母の認知症疑惑……離婚して地元に戻った一人娘が、「間に合った」と思った理由とは

2015/05/30 16:00

■離婚して20年ぶりに両親との平穏な暮らしが戻った

 そんな一ノ瀬さんに、離婚という大きな変化が訪れた。

「実はもう何年も前から、主人とはうまくいっていませんでした。主人は一言でいえば子ども。息子の障がいを受け入れることができず、現実から目をそらしたまま仕事に逃げていたんでしょう。息子のことで私が手いっぱいでも、主人は自分のことしか考えていませんでした。あるとき親戚に不幸があって、急に実家に戻らないといけなくなり、ほかに方法がなくて主人に1日だけ息子を見てほしいと頼んだんです。ところがその日、大事な仕事があったらしく、キレられました。『俺の仕事と息子と、どっちが大事なんだ。俺の仕事の足手まといになるのなら、早く施設にでも入れてしまえ!』って。仕事と息子、どっちが大事かなんてセリフ、今も言う人がいたんだって、逆に冷静になりました。息子の身の振り方が決まったら、主人と別れたいとは考えていましたが、もうこれ以上一緒にいるのは無理。息子と実家に戻ろうと決心しました」

 決心すると、一ノ瀬さんの行動は早かった。夫が出張に行っている間に荷物をまとめ、息子と実家に帰った。離婚届を送り、あとは弁護士を通してもらうように通告した。夫は離婚したくないと言い張っていたが、最終的には調停に応じたという。

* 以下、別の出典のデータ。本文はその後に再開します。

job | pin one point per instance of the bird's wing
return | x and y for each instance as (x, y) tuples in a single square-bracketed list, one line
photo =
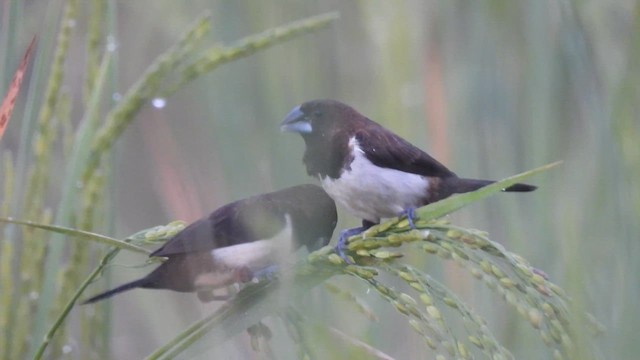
[(236, 223), (386, 149)]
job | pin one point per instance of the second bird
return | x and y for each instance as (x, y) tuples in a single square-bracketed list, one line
[(369, 170)]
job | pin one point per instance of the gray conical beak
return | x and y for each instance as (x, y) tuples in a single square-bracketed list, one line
[(296, 121)]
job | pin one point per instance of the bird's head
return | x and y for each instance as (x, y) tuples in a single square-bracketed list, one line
[(318, 118)]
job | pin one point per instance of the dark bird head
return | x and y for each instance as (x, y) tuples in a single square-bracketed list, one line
[(325, 126), (319, 118)]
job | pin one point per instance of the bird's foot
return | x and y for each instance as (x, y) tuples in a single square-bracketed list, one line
[(343, 243), (410, 213)]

「物事にはタイミングがあるんですね。離婚する時期だったんだと思います。主人が施設に入れろと言った息子ですが、ちょうど養護学校の高等部の卒業で、これからどうするかを考えないといけないときでもありました。調べると、たまたま実家の近くのグループホームに空きが出たんです。それで思い切って、そこにお願いすることにしました。これで私に何があっても、息子は一生安心して暮らすことができる。それが私にとっても一番の安心でした」

 一ノ瀬さんが結婚で実家を離れて20年。再び、両親との3人暮らしに戻った。

「長かったですね。でも実家に落ち着いて『ああ、間に合った』と、しみじみ思いました。離婚するのがこれ以上遅れていたら、両親はもっと老いて、3人で普通にごはんを食べることもできなかったでしょう。私もパートですが、仕事も見つかりました。仕事から帰って、1日のことを話しながら食事をする、そんな平穏な時間が本当にありがたいです。あと何年続くかわかりませんが」

 一ノ瀬さんが心配していた母親の認知症疑惑だが、一ノ瀬さんが実家に戻ると同時に、母親は「浮気」の「う」の字も言わなくなったと苦笑する。

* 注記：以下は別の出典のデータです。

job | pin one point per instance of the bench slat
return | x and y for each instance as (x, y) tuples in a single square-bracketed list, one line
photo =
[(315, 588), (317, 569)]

「私が落ち着くと同時に、母も落ち着いたんでしょうね。父とは仲良くやっています。不思議ですね。母も自分たちのこれからが不安で、被害妄想が膨らんだのかもしれません」

 現在、一ノ瀬さんは週末に息子の施設を訪れ、一緒に過ごすことが多い。息子も施設に随分馴染んだようで、こちらも落ち着いている状態だ。

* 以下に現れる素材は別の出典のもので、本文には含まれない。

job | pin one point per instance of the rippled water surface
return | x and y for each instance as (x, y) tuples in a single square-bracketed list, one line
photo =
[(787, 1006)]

「息子は今でも父親を思い出しては、『お父さん、バカ』と言っています。息子のためにも、もっと早く離婚を決断すればよかったと思っています。ただ、東京にいる主人の両親のことを思うと、ちょっと胸が痛みます。私と息子がいなくなって、寂しい思いをしているんじゃないかと。主人が何もしない人だっただけに、老後は嫁に介護してもらおうと当てにしていたでしょうから。まあ、私が心配しても仕方ないですけどね」

 母として、娘として、妻としてがんばってきたのだから、もう嫁は捨ててもいい。娘でいられる時間も、そう長くは残されていないのだから。